3.2. A voler considerare quanto affermato dal ricorrente, ritenuto che il primo avviso di liquidazione è intervenuto tempestivamente nel termine triennale dalla data di comunicazione dell’avveramento della condizione avvenuta il (OMISSIS), con notifica in data 23-30 maggio 2012, se si volesse considerare valida tale ultima data quale data di decorrenza dell’ulteriore termine biennale per rettificare il valore dichiarato (dal pagamento dell’imposta proporzionale D.P.R. n. 131 del 1986, ex art. 76, comma 1-bis), si avrebbe l’effetto di prorogare il termine di decadenza della potestà accertativa di rettifica dell’Ufficio, senza che sia intervenuta alcuna novità dal momento di registrazione dell’atto il 7 luglio 2009 laddove si avevano già tutti gli elementi di valutazione, sino a quasi cinque anni.
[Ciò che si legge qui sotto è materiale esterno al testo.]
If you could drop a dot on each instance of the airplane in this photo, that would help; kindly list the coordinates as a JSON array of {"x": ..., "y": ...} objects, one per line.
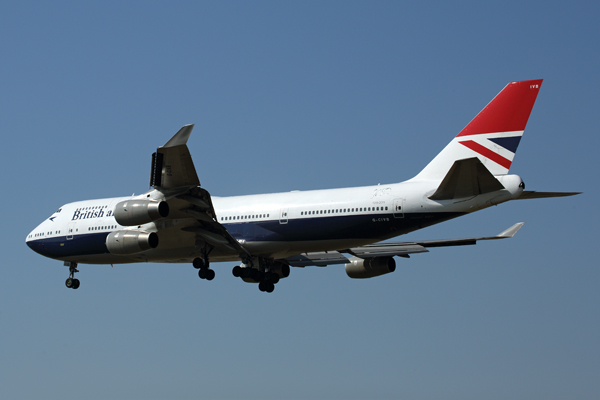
[{"x": 178, "y": 221}]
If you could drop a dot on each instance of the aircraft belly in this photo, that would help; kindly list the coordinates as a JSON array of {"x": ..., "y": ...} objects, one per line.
[{"x": 371, "y": 227}]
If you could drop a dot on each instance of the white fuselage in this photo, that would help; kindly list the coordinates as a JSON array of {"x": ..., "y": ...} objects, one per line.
[{"x": 274, "y": 225}]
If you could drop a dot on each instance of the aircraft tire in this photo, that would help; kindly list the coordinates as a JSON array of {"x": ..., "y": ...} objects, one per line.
[
  {"x": 210, "y": 275},
  {"x": 237, "y": 271}
]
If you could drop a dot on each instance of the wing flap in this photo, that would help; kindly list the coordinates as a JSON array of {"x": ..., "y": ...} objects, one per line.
[
  {"x": 531, "y": 194},
  {"x": 320, "y": 259},
  {"x": 390, "y": 249}
]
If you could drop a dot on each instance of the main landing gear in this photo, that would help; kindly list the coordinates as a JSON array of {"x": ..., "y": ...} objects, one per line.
[
  {"x": 266, "y": 279},
  {"x": 204, "y": 272},
  {"x": 72, "y": 282}
]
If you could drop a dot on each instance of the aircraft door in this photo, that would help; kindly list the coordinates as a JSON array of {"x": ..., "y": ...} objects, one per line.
[
  {"x": 399, "y": 208},
  {"x": 70, "y": 230},
  {"x": 283, "y": 216}
]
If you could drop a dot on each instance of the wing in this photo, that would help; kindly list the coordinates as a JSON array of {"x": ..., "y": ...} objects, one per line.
[
  {"x": 174, "y": 175},
  {"x": 389, "y": 249},
  {"x": 530, "y": 194}
]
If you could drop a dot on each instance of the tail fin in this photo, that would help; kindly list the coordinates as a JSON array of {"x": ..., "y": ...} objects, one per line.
[{"x": 493, "y": 135}]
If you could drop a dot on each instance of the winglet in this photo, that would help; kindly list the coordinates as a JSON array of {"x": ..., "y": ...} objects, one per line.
[
  {"x": 510, "y": 232},
  {"x": 180, "y": 137}
]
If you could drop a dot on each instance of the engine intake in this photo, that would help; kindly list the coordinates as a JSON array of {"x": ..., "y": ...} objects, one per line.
[
  {"x": 139, "y": 212},
  {"x": 360, "y": 268},
  {"x": 131, "y": 242}
]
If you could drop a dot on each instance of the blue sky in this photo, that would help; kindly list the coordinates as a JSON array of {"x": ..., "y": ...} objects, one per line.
[{"x": 286, "y": 96}]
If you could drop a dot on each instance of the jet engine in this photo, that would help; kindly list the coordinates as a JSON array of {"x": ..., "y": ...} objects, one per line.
[
  {"x": 130, "y": 242},
  {"x": 360, "y": 268},
  {"x": 139, "y": 212}
]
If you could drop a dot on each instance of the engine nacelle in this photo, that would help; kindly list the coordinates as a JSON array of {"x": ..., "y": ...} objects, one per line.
[
  {"x": 139, "y": 212},
  {"x": 360, "y": 268},
  {"x": 131, "y": 242}
]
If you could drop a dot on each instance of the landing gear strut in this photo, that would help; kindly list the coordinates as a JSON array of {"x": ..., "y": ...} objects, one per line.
[
  {"x": 72, "y": 282},
  {"x": 202, "y": 265},
  {"x": 266, "y": 277}
]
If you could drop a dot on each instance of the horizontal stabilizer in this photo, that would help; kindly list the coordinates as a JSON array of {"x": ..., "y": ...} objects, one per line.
[
  {"x": 466, "y": 178},
  {"x": 530, "y": 194}
]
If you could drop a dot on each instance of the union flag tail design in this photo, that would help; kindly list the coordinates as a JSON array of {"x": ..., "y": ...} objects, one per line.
[{"x": 493, "y": 135}]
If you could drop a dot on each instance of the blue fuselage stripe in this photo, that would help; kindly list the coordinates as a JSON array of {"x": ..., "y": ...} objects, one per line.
[{"x": 373, "y": 227}]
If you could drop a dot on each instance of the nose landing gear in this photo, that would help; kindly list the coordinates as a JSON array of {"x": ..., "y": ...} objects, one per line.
[
  {"x": 72, "y": 282},
  {"x": 204, "y": 272}
]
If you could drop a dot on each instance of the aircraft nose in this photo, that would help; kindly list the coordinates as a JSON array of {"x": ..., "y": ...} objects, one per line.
[{"x": 36, "y": 245}]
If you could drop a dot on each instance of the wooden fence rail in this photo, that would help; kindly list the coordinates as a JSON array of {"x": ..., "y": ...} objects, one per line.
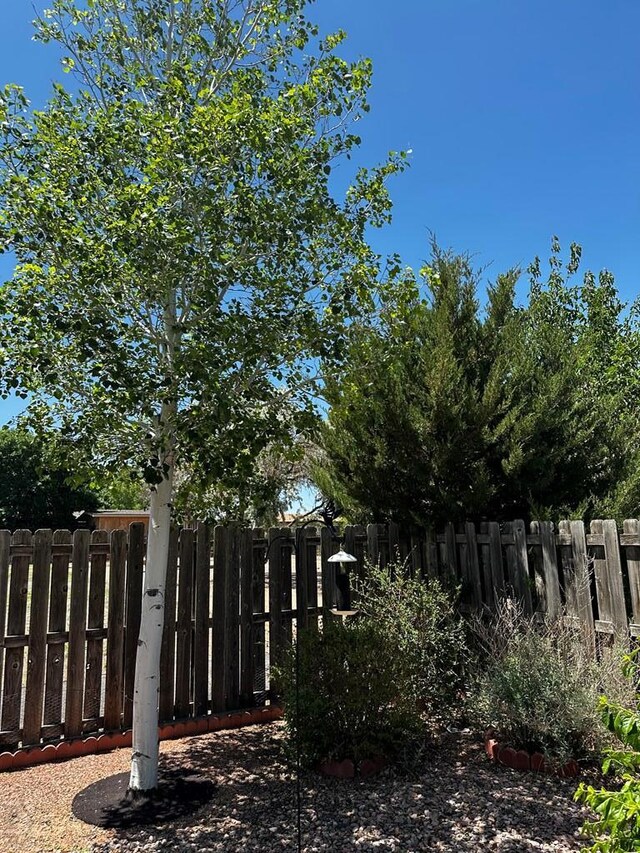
[{"x": 70, "y": 606}]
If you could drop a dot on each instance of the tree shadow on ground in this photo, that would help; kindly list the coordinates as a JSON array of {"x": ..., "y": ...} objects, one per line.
[{"x": 455, "y": 801}]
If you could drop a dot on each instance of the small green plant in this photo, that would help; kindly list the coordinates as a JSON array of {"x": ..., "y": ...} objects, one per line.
[
  {"x": 420, "y": 620},
  {"x": 537, "y": 685},
  {"x": 617, "y": 826},
  {"x": 343, "y": 694}
]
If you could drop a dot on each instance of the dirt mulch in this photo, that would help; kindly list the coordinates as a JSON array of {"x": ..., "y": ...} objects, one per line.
[{"x": 456, "y": 801}]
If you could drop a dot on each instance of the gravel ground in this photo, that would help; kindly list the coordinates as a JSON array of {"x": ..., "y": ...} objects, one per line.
[{"x": 458, "y": 801}]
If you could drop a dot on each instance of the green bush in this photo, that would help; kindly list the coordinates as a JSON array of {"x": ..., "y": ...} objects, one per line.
[
  {"x": 420, "y": 620},
  {"x": 617, "y": 826},
  {"x": 538, "y": 685},
  {"x": 349, "y": 703}
]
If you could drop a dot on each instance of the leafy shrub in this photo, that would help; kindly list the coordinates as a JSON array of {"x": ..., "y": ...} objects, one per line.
[
  {"x": 420, "y": 620},
  {"x": 349, "y": 702},
  {"x": 538, "y": 685},
  {"x": 617, "y": 827}
]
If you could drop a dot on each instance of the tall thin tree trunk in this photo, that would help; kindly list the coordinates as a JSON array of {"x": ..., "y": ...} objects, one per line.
[{"x": 144, "y": 761}]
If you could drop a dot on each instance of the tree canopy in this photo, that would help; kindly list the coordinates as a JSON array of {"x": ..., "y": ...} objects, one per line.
[
  {"x": 35, "y": 491},
  {"x": 445, "y": 409},
  {"x": 182, "y": 262}
]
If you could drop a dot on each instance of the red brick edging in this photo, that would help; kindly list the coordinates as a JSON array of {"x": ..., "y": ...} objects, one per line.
[
  {"x": 115, "y": 740},
  {"x": 522, "y": 760}
]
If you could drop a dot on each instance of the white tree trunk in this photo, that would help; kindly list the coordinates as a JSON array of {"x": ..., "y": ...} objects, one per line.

Il che non è evidentemente possibile, dovendosi qui richiamare il consolidato principio giurisprudenziale secondo il quale “in tema di imposta di registro, i termini di decadenza dell’azione della finanza previsti dal D.P.R. 26 aprile 1986, n. 131, art. 76, al pari degli altri termini decadenziali, decorrono per il solo fatto obiettivo del passare del tempo, senza alcuna possibilità di proroga, sospensione o interruzione, se non nei casi eccezionali tassativamente previsti dalla legge” (Cass., Sez. V, n. 12163 del 2005) che certamente non ricorrono nel caso in esame.

3.3. In definitiva, sulla base di queste considerazioni il ricorso deve essere rigettato. Le spese, quantificate in 3.500 Euro, seguono la soccombenza.

PQM

La Corte rigetta il ricorso e condanna la ricorrente al pagamento delle spese del presente giudizio quantificate in 3.500 Euro per compensi, oltre spese forfetarie ed accessori di legge, oltre l’eventuale contributo unificato prenotato a debito.

Così deciso in Roma, nella Camera di consiglio della Quinta Sezione civile, il 04 dicembre 2020.